Both addressed the growing dangers they face entering crime scenes and connected the new measures to the murder of several people on January 19, when Honolulu Police Officers Tiffany Enriquez and Kaulike Kalama were gunned down in a Diamond Head neighborhood.
Jerry Hanel killed his landlord, Lois Cain, then ambushed the responding police officers, before setting the home on fire.
Hanel, 69, was not supposed to have access to a rifle, because he had temporary restraining orders filed on him by neighbors and police had previously sent him to get a mental health evaluation.
He may have illegally obtained the rifle and ammunition from a gun collection possibly owned by Cain’s husband, who died in 2005.
“When a gun owner dies that estate doesn’t close until the police certify that the firearms in that estate have been properly transferred or disposed of,” explained Representative Gregg Takayama, Chair of the Public Safety Committee.
Also included in the gun control package, stricter rules on assembling guns, sometimes referred to as ‘ghost guns’.
“They’re buying components off the internet and they’re assembling their own weapons which is something that is incredibly hard to trace,” said Representative Chris Lee, Chair of the House Judiciary Committee.

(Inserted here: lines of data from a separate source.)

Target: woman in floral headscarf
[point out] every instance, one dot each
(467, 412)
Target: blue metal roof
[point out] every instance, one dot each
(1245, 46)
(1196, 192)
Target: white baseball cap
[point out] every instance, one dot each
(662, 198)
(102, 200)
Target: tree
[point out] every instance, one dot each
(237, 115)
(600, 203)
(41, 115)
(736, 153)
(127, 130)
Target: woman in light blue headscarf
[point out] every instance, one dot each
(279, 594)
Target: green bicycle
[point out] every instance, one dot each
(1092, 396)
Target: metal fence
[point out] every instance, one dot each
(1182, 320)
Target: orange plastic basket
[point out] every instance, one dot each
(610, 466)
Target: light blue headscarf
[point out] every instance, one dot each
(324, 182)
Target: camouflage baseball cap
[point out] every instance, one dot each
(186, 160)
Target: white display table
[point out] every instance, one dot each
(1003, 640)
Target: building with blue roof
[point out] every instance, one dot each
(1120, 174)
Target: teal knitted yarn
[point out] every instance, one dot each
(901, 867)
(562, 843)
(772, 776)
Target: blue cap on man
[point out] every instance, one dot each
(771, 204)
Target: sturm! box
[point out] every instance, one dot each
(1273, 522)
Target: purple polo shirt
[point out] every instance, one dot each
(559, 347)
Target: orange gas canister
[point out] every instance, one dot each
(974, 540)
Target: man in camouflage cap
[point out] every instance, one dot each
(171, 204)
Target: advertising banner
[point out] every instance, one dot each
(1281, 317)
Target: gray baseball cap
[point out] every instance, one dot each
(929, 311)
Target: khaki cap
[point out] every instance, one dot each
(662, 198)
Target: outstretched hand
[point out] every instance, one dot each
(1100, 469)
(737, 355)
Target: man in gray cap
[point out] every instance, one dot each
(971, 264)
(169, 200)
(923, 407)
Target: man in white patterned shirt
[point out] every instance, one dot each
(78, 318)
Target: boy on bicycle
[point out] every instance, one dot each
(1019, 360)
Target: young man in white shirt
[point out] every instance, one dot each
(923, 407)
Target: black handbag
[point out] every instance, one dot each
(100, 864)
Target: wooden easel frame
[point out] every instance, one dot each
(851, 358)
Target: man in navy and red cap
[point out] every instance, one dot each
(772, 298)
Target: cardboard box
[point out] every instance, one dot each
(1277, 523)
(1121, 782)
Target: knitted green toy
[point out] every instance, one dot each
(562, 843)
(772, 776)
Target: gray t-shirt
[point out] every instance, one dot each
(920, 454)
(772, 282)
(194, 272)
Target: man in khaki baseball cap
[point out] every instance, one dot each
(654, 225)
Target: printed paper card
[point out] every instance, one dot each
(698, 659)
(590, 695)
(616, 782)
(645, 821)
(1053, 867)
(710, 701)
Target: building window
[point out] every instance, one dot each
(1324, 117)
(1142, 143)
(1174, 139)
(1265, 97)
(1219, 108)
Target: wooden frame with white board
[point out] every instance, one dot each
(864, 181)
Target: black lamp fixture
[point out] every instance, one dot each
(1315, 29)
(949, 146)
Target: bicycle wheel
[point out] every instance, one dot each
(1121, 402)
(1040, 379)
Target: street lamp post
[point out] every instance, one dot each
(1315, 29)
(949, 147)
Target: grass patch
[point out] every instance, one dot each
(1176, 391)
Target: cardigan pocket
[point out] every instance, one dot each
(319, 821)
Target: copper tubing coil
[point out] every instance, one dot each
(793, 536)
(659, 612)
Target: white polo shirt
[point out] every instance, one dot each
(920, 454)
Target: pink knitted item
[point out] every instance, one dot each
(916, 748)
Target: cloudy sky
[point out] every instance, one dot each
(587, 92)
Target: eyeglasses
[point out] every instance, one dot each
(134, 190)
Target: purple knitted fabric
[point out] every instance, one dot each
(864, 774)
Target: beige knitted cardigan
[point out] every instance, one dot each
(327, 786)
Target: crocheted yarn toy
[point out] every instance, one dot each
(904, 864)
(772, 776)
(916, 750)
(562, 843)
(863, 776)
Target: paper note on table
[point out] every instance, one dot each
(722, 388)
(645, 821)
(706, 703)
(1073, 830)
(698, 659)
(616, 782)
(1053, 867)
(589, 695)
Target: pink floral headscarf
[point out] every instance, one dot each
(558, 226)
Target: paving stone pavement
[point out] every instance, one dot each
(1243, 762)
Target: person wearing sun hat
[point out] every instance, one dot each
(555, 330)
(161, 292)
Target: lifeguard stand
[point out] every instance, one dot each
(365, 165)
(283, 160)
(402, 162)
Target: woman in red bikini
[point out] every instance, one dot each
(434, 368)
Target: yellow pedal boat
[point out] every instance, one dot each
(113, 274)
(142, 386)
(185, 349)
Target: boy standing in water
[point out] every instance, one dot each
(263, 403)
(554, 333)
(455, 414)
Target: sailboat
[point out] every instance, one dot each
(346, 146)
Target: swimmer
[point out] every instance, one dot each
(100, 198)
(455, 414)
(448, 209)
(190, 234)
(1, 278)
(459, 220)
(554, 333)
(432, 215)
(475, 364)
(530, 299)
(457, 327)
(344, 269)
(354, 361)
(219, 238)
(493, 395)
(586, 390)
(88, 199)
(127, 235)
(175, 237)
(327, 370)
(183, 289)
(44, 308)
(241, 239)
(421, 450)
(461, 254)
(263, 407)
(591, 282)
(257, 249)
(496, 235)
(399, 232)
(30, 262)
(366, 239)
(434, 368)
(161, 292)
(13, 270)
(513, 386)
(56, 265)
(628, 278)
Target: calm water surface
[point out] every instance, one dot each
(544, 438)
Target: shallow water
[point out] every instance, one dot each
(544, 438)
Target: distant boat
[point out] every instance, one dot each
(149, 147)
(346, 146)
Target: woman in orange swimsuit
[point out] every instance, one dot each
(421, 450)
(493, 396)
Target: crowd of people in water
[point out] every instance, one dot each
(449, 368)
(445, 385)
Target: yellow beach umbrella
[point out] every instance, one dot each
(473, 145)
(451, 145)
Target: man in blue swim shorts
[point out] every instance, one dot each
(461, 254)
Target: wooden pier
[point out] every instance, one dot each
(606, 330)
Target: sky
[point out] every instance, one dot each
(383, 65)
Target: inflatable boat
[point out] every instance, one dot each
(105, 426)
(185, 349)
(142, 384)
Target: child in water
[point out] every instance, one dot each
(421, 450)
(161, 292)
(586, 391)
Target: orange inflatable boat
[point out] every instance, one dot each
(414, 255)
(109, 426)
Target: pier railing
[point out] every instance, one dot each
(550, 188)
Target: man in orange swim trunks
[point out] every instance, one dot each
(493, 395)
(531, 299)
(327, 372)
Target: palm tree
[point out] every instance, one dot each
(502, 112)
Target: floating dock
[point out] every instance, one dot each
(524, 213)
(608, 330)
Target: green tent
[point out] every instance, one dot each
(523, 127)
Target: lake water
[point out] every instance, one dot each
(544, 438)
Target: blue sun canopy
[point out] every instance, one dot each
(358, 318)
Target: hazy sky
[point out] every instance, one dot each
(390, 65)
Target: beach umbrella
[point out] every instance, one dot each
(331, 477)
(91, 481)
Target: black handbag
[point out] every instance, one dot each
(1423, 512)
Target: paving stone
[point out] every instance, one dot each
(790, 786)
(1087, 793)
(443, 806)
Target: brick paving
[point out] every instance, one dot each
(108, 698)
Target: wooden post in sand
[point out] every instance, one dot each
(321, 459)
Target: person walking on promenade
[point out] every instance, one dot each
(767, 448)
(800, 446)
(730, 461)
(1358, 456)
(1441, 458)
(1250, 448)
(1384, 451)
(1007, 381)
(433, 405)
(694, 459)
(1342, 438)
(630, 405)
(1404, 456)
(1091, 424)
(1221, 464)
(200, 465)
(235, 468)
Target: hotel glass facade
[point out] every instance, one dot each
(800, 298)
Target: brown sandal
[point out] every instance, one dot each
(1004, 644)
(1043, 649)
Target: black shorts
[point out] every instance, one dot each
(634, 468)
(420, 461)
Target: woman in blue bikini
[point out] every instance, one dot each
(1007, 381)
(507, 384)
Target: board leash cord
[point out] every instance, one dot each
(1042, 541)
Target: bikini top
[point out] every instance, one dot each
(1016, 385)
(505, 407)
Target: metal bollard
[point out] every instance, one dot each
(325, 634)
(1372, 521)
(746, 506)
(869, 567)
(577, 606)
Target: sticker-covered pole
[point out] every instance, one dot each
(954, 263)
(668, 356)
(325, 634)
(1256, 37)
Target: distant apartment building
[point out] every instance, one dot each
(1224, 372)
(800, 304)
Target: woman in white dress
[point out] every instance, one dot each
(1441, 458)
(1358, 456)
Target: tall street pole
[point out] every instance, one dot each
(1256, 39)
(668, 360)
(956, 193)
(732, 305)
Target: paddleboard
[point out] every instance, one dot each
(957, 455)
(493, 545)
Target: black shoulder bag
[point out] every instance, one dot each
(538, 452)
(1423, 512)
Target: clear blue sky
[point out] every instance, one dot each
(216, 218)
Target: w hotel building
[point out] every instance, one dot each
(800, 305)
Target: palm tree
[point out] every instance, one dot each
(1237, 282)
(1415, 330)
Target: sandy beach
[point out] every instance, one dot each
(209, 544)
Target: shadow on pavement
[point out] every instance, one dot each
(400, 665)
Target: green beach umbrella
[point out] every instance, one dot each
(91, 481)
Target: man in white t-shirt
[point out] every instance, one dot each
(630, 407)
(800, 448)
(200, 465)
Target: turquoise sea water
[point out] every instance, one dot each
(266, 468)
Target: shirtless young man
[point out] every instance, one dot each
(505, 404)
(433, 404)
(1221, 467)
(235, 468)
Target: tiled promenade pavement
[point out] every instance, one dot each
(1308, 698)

And there is another bill that requires gun stores to ensure those buying ammunition first have a legally registered firearm.
Large-capacity magazines, those that hold more than 10 rounds, could now be banned for rifles, under House Bill 1902.
There is a lot of opposition from gun owners and gun clubs and all of these.
The National Rifle Association points out in testimony, that prior to 1994, Hawaii residents were not required to register rifles, therefore they wouldn’t be able to buy the bullets if the House bill 2736 passes.
The NRA also says some of the bills are too broad in scope.
Others say the laws would exclude certain groups in firearms competitions and render some guns useless because the clip is standard.
Senator Karl Rhoads, Chair of the Senate Judiciary Committee, credits Hawaii’s already tough gun laws for the state’s low rate of gun violence. Rhoads believes these bills that are still alive in the legislature have a good chance of passing.